TRONCY, (Benoit du) secrétaire de la ville de Lyon, est auteur d'une Traduction du traité de la Consolation de Cicéron, imprimé en 1573. I. TRONSON, (Louis) né à Paris d'un secrétaire du cabinet, obtint une place d'aumônier du roi qu'il quitta en 1655, pour entrer au séminaire de Saint-Sulpice dont il fut élu supérieur en 1676, et mourut le 26 février 1700, à 79 ans. C'étoit un homme d'un grand sens, d'un savoir assez étendu et d'une piété exemplaire. Il assista en 1694, avec les évêques de Meaux et de Châlons aux conférences d'Issy, où les livres de Mad. Guyon et ceux de l'abbé de Fénélon son ami furent examinés. On a de lui deux ouvrages assez estimés, quoiqu'il y ait quelques petitesses dans le premier. Celui-ci, qui a pour titre : Examens particuliers, fut imprimé in-12 en 1690, à Lyon, pour la première fois. Il y en a aujourd'hui 2 vol. Le second intitulé Forma Cleri, est une collection tirée de l'Écriture, des Conciles et des Pères, touchant la vie et les mœurs des ecclésiastiques. Il n'en avoit d'abord paru que 3 vol. in-12 ; mais on a imprimé en 1724, à Paris, l'ouvrage entier, in-4.
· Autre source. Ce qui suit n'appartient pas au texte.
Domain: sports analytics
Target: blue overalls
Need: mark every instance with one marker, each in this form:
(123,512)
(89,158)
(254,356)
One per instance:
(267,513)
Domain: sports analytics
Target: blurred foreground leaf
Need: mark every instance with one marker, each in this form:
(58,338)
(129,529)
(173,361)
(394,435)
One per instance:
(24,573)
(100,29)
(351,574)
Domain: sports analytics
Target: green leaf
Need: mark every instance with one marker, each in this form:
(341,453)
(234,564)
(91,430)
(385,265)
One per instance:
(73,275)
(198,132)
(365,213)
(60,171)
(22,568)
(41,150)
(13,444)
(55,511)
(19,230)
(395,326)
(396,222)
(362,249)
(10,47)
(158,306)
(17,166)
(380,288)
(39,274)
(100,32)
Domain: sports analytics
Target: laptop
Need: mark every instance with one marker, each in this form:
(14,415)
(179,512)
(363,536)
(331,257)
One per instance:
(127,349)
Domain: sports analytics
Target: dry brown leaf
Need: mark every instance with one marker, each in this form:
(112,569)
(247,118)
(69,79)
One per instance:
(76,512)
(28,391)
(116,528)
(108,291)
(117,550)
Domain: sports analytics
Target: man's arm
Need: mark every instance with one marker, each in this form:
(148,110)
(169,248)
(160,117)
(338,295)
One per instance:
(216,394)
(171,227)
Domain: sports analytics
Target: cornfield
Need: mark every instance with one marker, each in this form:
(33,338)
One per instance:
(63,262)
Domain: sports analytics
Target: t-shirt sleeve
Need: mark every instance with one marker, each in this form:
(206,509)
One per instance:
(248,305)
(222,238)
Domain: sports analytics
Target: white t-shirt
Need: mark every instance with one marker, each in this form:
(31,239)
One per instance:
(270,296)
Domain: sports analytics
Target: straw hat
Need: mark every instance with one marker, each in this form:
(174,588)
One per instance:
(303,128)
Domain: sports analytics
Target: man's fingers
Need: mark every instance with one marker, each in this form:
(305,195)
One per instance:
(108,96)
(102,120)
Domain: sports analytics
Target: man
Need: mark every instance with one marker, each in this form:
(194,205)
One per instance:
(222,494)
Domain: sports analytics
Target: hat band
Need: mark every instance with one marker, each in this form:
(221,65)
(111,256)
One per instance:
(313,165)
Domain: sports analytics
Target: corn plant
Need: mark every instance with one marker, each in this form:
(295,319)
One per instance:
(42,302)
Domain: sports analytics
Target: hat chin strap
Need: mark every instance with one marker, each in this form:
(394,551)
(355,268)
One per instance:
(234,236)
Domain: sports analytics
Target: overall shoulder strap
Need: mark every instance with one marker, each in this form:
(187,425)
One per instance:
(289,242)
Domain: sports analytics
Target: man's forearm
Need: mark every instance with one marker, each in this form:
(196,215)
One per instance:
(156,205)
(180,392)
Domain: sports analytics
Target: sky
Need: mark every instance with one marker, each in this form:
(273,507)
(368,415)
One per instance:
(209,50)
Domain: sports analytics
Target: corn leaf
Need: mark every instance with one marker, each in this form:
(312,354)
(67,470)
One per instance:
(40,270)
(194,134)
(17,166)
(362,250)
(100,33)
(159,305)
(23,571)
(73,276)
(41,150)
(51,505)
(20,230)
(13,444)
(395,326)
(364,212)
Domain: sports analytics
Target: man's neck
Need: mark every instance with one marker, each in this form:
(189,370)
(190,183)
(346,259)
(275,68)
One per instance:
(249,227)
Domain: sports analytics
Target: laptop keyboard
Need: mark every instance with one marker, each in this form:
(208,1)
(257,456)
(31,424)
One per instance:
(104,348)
II. TRONSON DU COUDRAT, (Charles) chef de brigade d'artillerie, étoit né à Rheims en 1738, et se noya en Amérique en 1778. On lui doit les ouvrages suivan : I. Artillerie nouvelle, 1772, in-8. II. Mémoire sur la meilleure méthode d'extraire et de raffiner le salpêtre, 1774, in-8. III. Autre sur les forges Catalanes, 1775, in-8. IV. Autre sur la manière dont on extrait en Corse le fer de la mine d'Elbe, 1776. V. De l'ordre profond et de l'ordre mince, 1776, in-8. — Son parent, du même nom, avocat à Paris, s'est distingué par son éloquence dans plusieurs causes importantes, et sur-tout dans la défense des malheureuses victimes traduites en 1793 devant le tribunal révolutionnaire. Elle se développa particulièrement dans l'affaire des Nantois et dans la défense de Marie — Antoinette. Nommé en 1795 député au conseil des Anciens, il s'y opposa à toute mesure trop rigoureuse. Condamné à la déportation le 18 fructidor, il la subit et mourut à Caïenne en 1798, à l'âge de 45 ans.
TROOST, (Corneille) peintre Hollandois, né à Amsterdam en 1697, et mort en 1750, se distingua dans l'histoire et le portrait. Son tableau le plus remarquable se voit dans l'école de chirurgie d'Amsterdam, où il a représenté un professeur d'anatomie prêt à disséquer un cadavre devant ses élèves.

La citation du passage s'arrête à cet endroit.